A relever également que le SWAC utilisé à l'hôtel de Bora Bora est, après 10 ans d'exploitation, tombé en panne pendant plus de 2 ans et qu'il a fallu 485 millions de FCP (dont 194 millions en crédit d'impôt) pour remplacer le "pipeline" qui s'était détaché du fond de l'océan.
Il semble qu'un SWAC à Papeete limité à la climatisation des seuls bâtiments administratifs n’atteindrait pas la taille critique requise pour être économiquement compétitif d'où un élargissement à d'autres structures privées mentionnés dans l'appel à concurrence.
Nous saluons ce projet en lui souhaitant que les expériences passées servent utilement au choix du cabinet d'études et à sa bonne gestion.
Le SWAC en quelques mots :
Qu’est-ce qu’un SWAC ?
Le SWAC (Sea Water Air Conditionning) consiste à utiliser de l’eau froide (entre 4 et 7 °C) puisée dans les profondeurs des océans afin d’alimenter un réseau de climatisation à eau glacée. Où y en a t il ?
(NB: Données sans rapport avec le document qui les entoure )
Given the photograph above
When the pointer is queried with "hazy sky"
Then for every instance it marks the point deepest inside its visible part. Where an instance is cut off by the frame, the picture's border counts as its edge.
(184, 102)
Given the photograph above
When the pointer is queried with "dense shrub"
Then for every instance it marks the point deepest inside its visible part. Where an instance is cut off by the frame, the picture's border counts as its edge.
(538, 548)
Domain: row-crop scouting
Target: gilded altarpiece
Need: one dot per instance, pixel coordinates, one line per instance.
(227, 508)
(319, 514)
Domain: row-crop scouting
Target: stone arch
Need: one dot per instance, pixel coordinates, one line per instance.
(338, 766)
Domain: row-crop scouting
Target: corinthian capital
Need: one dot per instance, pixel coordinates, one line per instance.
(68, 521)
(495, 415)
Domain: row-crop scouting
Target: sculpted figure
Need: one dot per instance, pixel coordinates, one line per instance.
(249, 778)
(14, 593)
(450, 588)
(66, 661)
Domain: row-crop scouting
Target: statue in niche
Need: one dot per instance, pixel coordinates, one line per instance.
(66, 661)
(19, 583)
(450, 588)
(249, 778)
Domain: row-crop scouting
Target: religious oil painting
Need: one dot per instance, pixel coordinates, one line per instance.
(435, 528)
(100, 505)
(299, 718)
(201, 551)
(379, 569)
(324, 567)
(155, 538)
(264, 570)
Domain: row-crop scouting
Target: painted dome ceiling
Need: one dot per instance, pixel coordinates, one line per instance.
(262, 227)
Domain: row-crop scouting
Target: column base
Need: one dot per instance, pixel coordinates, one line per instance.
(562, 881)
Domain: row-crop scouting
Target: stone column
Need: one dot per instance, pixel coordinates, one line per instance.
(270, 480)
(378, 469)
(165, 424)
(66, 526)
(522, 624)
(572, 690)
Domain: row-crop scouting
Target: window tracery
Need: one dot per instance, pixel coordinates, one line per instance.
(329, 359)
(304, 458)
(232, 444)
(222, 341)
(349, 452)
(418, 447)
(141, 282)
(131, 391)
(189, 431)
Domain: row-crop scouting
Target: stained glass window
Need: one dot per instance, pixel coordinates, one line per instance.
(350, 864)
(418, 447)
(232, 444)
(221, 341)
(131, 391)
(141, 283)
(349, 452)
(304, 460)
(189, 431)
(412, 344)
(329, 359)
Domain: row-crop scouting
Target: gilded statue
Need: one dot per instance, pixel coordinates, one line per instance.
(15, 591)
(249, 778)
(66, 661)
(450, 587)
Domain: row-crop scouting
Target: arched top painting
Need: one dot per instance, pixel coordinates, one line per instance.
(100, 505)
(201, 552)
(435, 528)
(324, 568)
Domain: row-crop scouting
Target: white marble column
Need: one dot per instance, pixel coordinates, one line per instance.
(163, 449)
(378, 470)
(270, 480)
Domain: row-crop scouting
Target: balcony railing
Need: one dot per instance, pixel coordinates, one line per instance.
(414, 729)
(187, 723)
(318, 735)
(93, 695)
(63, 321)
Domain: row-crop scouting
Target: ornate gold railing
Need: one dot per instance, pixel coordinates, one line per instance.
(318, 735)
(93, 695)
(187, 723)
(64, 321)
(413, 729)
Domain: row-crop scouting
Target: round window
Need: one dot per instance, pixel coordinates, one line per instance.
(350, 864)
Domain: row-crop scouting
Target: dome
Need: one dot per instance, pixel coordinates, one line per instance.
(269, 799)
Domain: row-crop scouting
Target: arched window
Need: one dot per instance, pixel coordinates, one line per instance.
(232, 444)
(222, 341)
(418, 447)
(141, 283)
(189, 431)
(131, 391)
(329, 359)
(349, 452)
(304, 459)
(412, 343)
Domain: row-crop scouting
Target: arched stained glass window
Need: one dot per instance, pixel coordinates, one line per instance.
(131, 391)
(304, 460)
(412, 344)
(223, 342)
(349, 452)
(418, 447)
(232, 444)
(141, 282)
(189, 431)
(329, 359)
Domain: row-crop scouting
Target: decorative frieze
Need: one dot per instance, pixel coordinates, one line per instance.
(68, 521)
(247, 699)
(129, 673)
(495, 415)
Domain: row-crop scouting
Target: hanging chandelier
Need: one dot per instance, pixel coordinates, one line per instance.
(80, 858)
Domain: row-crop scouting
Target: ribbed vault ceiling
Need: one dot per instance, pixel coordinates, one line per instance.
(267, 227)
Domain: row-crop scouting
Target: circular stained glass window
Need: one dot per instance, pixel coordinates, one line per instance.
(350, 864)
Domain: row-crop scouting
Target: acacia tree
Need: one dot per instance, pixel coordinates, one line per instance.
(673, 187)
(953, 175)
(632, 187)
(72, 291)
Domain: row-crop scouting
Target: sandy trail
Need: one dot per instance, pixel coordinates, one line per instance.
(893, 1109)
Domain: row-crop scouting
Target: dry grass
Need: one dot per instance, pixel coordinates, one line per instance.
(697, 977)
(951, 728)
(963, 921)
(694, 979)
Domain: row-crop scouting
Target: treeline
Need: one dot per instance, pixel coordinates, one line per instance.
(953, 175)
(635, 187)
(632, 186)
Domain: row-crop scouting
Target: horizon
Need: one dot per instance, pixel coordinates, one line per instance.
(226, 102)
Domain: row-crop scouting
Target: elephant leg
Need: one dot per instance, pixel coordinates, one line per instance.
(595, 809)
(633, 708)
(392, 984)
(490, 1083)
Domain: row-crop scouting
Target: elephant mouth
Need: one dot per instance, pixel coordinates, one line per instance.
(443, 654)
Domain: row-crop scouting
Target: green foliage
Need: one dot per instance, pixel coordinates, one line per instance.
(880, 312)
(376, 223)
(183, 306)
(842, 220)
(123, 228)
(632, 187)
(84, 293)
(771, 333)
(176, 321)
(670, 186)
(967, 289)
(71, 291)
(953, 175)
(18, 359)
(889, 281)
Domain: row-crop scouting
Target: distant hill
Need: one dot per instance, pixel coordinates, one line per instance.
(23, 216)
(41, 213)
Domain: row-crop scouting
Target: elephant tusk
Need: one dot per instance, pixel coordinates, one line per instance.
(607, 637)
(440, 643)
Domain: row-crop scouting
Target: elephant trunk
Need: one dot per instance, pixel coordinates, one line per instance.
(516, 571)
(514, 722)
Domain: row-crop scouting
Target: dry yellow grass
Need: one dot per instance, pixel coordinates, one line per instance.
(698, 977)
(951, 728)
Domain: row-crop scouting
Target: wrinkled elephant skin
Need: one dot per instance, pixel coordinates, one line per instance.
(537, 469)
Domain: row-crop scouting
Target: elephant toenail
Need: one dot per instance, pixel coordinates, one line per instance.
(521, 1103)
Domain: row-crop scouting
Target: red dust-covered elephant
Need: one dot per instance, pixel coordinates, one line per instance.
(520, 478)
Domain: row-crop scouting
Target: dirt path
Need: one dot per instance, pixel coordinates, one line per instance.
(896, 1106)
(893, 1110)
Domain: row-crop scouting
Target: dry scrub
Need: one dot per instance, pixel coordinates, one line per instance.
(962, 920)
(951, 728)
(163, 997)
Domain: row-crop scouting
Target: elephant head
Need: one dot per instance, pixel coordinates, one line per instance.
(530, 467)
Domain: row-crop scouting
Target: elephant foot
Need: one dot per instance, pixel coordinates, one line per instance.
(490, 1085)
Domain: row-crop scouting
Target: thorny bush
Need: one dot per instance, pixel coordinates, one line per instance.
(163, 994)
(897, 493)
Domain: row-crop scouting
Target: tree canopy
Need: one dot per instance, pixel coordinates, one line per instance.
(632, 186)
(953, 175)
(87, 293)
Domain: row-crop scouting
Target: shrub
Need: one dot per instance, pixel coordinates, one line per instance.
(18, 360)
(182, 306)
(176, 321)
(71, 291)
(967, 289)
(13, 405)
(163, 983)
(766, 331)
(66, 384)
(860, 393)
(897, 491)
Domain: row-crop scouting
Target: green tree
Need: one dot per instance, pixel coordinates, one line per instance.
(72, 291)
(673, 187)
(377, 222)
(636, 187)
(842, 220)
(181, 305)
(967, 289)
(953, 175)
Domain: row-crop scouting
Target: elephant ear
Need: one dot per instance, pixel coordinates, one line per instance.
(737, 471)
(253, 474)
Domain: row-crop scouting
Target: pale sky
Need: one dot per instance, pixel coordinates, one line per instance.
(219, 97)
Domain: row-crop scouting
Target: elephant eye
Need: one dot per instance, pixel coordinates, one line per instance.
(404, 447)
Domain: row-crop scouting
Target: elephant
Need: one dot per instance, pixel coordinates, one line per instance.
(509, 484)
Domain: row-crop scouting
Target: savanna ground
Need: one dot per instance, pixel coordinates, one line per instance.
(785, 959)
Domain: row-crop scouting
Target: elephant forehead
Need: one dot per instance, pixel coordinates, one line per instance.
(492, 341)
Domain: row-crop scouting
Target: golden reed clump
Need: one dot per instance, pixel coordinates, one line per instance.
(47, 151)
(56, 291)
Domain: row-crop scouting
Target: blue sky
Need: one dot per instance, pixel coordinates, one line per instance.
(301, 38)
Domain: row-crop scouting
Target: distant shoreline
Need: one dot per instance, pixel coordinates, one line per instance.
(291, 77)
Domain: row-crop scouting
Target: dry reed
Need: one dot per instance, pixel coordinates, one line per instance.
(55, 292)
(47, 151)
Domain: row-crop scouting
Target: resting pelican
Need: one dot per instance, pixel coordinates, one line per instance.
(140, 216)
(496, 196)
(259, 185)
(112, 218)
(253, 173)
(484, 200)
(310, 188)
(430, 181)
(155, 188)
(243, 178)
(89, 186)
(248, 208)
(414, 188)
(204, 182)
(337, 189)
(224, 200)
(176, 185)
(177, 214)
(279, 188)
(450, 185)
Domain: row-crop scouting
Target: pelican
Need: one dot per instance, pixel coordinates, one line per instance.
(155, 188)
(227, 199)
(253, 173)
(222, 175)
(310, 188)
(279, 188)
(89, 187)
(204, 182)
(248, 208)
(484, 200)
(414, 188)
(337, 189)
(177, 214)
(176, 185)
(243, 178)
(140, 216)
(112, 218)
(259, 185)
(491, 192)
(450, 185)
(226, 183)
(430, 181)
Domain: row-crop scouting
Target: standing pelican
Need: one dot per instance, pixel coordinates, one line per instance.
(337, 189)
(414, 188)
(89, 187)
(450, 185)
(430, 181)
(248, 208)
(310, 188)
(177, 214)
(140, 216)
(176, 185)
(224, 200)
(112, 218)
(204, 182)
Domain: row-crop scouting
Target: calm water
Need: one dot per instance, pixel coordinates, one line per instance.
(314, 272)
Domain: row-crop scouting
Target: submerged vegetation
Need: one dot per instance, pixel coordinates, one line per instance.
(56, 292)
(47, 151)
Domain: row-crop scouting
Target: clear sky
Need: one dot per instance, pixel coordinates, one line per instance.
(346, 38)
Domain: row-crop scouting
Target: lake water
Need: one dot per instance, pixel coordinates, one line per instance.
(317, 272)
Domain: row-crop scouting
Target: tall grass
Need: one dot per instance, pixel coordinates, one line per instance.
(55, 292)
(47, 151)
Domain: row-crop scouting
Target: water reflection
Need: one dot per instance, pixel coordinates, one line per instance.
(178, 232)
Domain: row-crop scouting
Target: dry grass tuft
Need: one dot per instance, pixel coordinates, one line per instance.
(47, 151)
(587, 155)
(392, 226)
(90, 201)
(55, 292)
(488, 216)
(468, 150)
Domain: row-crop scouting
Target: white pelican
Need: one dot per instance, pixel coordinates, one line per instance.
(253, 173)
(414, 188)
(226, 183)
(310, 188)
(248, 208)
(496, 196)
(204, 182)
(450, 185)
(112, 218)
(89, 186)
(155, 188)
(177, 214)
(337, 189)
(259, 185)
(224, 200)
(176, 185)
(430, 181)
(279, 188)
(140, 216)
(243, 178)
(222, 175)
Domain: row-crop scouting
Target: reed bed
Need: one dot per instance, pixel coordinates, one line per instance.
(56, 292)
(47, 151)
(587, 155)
Ce système, encore globalement peu répandu, est à ce jour, paradoxalement, plus largement utilisé en zones froides que sous les tropiques.
Les principaux SWACs aujourd’hui en service dans le monde sont ceux qui climatisent partiellement la ville de Stockolm, l’université de Cornell dans l’Etat de New York, et le centre financier de Toronto (là on parle en réalité de DWSC -Deep Water Source Coolingcar la source d’eau froide est le Lac d’eau douce Erié et non l’océan).
En effet, même si les besoins de climatisation sont naturellement limités à quelques mois d’été pour les cas précités, l’eau à 4°C ne se trouve ici qu’à quelques 40 m de profondeur, contre 700 à 1000 mètres en zone tropicale, ce qui réduit considérablement le montant total de l’investissement du SWAC, montant largement conditionné par le coût de la réalisation et de la pose de la conduite (pipeline) d’eau froide.
La clé du succès d'un SWAC, disent les concepteurs, est la capacité d'accéder à de l'eau très froide des profondeurs, à proximité des installations
Aujourd’hui, à l’exception du centre NEHLA sur Big Island à Hawaii, où la ressource en eau froide, utilisée pour climatiser le site, est d’abord valorisée pour des activités d’aquaculture, l’ensemble des projets de SWAC « tropicaux » commercialement en service dans le monde (Hôtel Beachcomber à Bora Bora et Brando à Tetiaroa) ou en cours (Hôpital Taaone) le sont en Polynésie française.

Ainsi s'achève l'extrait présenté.